= Mount Swannell =

Mountain in British Columbia, Canada

Mount Swannell, 1821 m (5974 ft), prominence 771 m, is a mountain in the Fawnie Range of the Nechako Plateau in the Central Interior region of British Columbia, Canada. It is located to the south of the outlet of the Entiako River into Natalkuz Lake, which is part of the Nechako Reservoir. The northernmost of the summits of the Fawnie Range and is in the northeastern end of Entiako Provincial Park, it is the only named summit of the Fawnie Range within the park.

==Name origin==
Mount Swannell, like other similar names in British Columbia, is named for Frank Swannell, a notable British Columbia Land Surveyor who mapped much of the province by foot and horseback in the late 19th and into the mid 20th Century.
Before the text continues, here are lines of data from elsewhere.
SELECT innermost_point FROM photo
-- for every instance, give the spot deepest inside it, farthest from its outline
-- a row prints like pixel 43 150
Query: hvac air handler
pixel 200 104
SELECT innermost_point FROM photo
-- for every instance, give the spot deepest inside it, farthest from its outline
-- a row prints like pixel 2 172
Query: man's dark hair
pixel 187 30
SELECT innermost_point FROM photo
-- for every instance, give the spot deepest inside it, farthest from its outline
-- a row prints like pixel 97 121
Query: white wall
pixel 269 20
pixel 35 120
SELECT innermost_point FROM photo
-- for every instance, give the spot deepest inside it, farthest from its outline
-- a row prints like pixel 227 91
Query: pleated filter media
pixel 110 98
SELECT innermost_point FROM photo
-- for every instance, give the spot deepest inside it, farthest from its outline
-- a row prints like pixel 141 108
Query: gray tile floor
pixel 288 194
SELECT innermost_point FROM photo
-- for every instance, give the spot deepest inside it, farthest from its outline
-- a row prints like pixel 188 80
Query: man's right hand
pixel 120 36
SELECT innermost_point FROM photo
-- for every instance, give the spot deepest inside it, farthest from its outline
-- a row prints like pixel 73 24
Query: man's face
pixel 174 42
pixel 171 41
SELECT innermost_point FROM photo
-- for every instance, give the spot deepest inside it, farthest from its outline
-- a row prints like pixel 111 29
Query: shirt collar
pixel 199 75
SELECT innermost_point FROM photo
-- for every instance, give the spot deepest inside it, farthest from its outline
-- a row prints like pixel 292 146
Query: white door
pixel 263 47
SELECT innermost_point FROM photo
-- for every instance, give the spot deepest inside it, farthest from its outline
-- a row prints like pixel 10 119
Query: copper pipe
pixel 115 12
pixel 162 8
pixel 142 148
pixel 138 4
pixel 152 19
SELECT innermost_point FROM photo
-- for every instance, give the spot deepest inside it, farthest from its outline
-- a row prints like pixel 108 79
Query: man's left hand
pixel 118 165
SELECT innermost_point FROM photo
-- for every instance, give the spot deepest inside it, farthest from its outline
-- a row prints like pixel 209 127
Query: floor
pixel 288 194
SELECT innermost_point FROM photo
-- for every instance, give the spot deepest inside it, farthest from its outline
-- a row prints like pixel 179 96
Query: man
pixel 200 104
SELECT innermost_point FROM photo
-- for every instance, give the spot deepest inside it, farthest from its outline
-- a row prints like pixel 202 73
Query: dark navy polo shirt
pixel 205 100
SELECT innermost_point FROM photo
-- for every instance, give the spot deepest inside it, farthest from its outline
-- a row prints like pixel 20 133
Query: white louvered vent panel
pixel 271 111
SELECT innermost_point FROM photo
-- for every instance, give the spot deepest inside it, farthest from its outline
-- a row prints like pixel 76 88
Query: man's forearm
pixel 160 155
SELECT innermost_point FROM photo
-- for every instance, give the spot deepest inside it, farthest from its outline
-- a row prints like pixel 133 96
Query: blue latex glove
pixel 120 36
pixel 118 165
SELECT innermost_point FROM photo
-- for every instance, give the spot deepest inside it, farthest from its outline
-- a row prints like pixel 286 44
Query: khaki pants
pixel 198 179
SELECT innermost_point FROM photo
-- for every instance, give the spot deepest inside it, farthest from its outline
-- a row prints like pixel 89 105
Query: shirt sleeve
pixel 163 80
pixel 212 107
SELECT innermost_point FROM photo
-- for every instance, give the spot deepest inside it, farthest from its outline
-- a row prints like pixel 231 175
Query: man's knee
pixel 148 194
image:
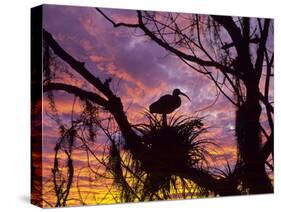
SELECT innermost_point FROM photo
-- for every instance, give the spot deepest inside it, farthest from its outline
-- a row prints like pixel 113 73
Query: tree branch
pixel 168 47
pixel 262 48
pixel 77 92
pixel 76 65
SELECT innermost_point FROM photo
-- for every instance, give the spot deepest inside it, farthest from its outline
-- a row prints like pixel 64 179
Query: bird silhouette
pixel 167 104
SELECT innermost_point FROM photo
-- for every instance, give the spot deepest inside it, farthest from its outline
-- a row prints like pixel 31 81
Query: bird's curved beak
pixel 185 96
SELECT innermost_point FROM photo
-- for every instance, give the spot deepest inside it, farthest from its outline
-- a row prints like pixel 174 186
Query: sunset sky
pixel 141 71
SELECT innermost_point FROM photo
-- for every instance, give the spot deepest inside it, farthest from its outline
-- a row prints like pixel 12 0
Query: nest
pixel 171 147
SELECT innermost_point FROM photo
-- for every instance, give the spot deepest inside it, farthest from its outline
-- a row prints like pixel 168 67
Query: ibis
pixel 167 104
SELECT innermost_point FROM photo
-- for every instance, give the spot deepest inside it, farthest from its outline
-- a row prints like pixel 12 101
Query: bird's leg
pixel 164 119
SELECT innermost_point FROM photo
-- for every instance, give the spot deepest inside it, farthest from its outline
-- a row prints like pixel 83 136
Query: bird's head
pixel 178 92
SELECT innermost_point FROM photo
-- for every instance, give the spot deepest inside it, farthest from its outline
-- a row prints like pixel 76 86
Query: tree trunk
pixel 254 178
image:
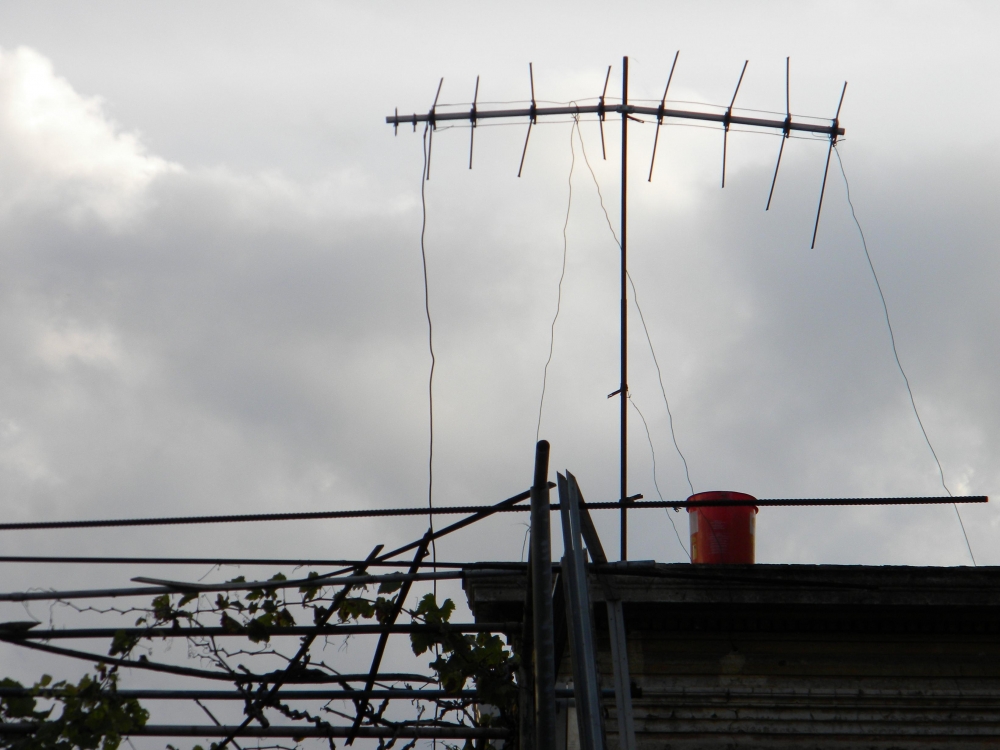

He mapped this region in the 1920s, producing detailed topographic and trigonometric surveys, leaving such publications as:
- Sketch Map of the [Nechako] River and Lake System, 1920-21-22
- Topographic plan 14T1: Morice, Nanika, Tahtsa Lakes, 1923
- Topographic plan 11T2: Eutsuk Lakes area, 1924
- Topographic plan 3T255: Portion of Range 4 Coast District, 1923
Most of his output of maps, studies, photography and journals are searchable online from the Royal British Columbia Archives, or available through the Ministry of Forests Library of the Ministry of Natural Resources.